Inaptitude d'un salarié protégé : le lien avec le mandat ne pardonne pas
Lorsque l'inaptitude d'un salarié protégé résulte de l'attitude de l'employeur à l'égard de son mandat, l'administration doit refuser l'autorisation de le licencier.
L'inspecteur du travail, saisi d'une demande d'autorisation de licenciement pour inaptitude physique d'un salarié protégé, doit-il refuser le licenciement comme étant en rapport avec les fonctions représentatives, lorsque l'inaptitude du salarié résulte d'une dégradation de son état de santé en lien direct avec les difficultés mises par son employeur à l'exercice de ces fonctions ?
Voici la question posée au Conseil d'Etat par un tribunal administratif appelé à trancher sur l'annulation d'une autorisation de licenciement.
Deux principes s'opposent
Or la question est complexe car elle semble opposer deux principes juridiques :
- d'une part, il fait partie des missions générales et systématiques de l'inspecteur du travail de contrôler l'absence de lien entre le licenciement du salarié protégé et le mandat, autrement appelé contrôle de la discrimination. La jurisprudence est abondante et très claire : si ce lien existe, le licenciement doit être refusé, quelles que soient les circonstances ;
- d'autre part, dans le cadre d'un licenciement pour inaptitude d'un salarié protégé, les jurisprudences judiciaire et administrative ont dégagé une règle :
- L'inspecteur du travail n'a pas à rechercher la cause de l'inaptitude physique, et ce y compris lorsque le salarié invoque un harcèlement moral comme origine de son inaptitude.

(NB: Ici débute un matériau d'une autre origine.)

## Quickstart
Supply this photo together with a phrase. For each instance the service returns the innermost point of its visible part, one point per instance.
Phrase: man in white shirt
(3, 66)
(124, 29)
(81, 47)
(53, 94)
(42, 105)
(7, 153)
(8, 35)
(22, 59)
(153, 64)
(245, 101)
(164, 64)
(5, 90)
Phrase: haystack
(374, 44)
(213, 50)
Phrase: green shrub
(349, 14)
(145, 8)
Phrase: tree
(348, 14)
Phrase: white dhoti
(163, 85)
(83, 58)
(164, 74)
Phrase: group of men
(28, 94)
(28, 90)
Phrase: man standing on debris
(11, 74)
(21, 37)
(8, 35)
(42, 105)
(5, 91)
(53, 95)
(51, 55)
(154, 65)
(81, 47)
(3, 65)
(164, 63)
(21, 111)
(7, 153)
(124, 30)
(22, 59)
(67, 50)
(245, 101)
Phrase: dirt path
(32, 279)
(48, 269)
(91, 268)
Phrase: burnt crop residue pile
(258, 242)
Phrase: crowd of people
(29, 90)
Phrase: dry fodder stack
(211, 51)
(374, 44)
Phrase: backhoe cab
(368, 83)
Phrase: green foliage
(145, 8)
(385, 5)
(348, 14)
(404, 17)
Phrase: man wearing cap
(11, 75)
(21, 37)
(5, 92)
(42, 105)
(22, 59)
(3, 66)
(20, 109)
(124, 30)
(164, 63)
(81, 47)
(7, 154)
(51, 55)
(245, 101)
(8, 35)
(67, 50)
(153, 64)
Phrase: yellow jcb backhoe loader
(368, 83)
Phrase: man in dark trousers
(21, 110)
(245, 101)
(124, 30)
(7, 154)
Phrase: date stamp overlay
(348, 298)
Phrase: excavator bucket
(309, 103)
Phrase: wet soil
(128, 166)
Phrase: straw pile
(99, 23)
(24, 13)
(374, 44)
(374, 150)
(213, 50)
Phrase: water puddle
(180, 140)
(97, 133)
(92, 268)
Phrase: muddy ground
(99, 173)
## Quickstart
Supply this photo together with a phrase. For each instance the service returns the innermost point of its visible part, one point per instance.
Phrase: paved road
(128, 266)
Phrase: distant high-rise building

Dans ce cas, le salarié est libre de solliciter la réparation de son préjudice et de son harcèlement devant les juridictions judiciaires, mais il ne peut contester la validité de son licenciement (Conseil d'Etat, 20 nov. 2013, n° 340591, Cour de cassation, chambre sociale, 27 nov. 2013, n° 12-20.301).
La question de savoir si cette absence de contrôle de l'administration sur la cause de l'inaptitude physique s'étendait au contrôle du rapport entre licenciement, et donc inaptitude, et mandat n'avait pas été tranchée. Le Conseil d'Etat rend un avis très clair à ce sujet.
Le lien entre le mandat et l'inaptitude est déterminant
Il rappelle qu'il " appartient en toutes circonstances à l'autorité administrative de faire obstacle à un licenciement en rapport avec les fonctions représentatives normalement exercées par un salarié ou avec son appartenance syndicale ".
" Par suite, même lorsque le salarié est atteint d'une inaptitude susceptible de justifier son licenciement, la circonstance que le licenciement envisagé est également en rapport avec les fonctions représentatives normalement exercées par l'intéressé ou avec son appartenance syndicale fait obstacle à ce que l'administration accorde l'autorisation sollicitée.
Le fait que l'inaptitude du salarié résulte d'une dégradation de son état de santé, elle-même en lien direct avec des obstacles mis par l'employeur à l'exercice de ses fonctions représentatives est à cet égard de nature à révéler l'existence d'un tel rapport ".
En d'autres termes, l'inspecteur du travail doit refuser l'autorisation de licenciement s'il constate un lien entre le mandat et l'inaptitude. L'administration se trouve donc, dans une certaine mesure, tenue de contrôler la cause de l'inaptitude physique si des éléments de discrimination apparaissent lors de l'enquête.
Voici une position qui va sans aucun doute tempérer les effets de la jurisprudence de 2013.
Remarque :
Reste à déterminer quels éléments permettront la reconnaissance de ce lien entre mandat et inaptitude.
D'une façon générale, la discrimination résulte de faisceau d'indices d'une grande variété :
Difficultés de fonctionnement des institutions représentatives,
Attitude hostile de l'employeur,
Restrictions à la libre utilisation des heures de délégation,
Défaut de convocation aux réunions, etc.
(Voir la circulaire de la DGT n° 07/2012, 30 juill. 2012).
La décision du Conseil d'Etat ne nous apprend pas quels étaient ces faits dans cette affaire.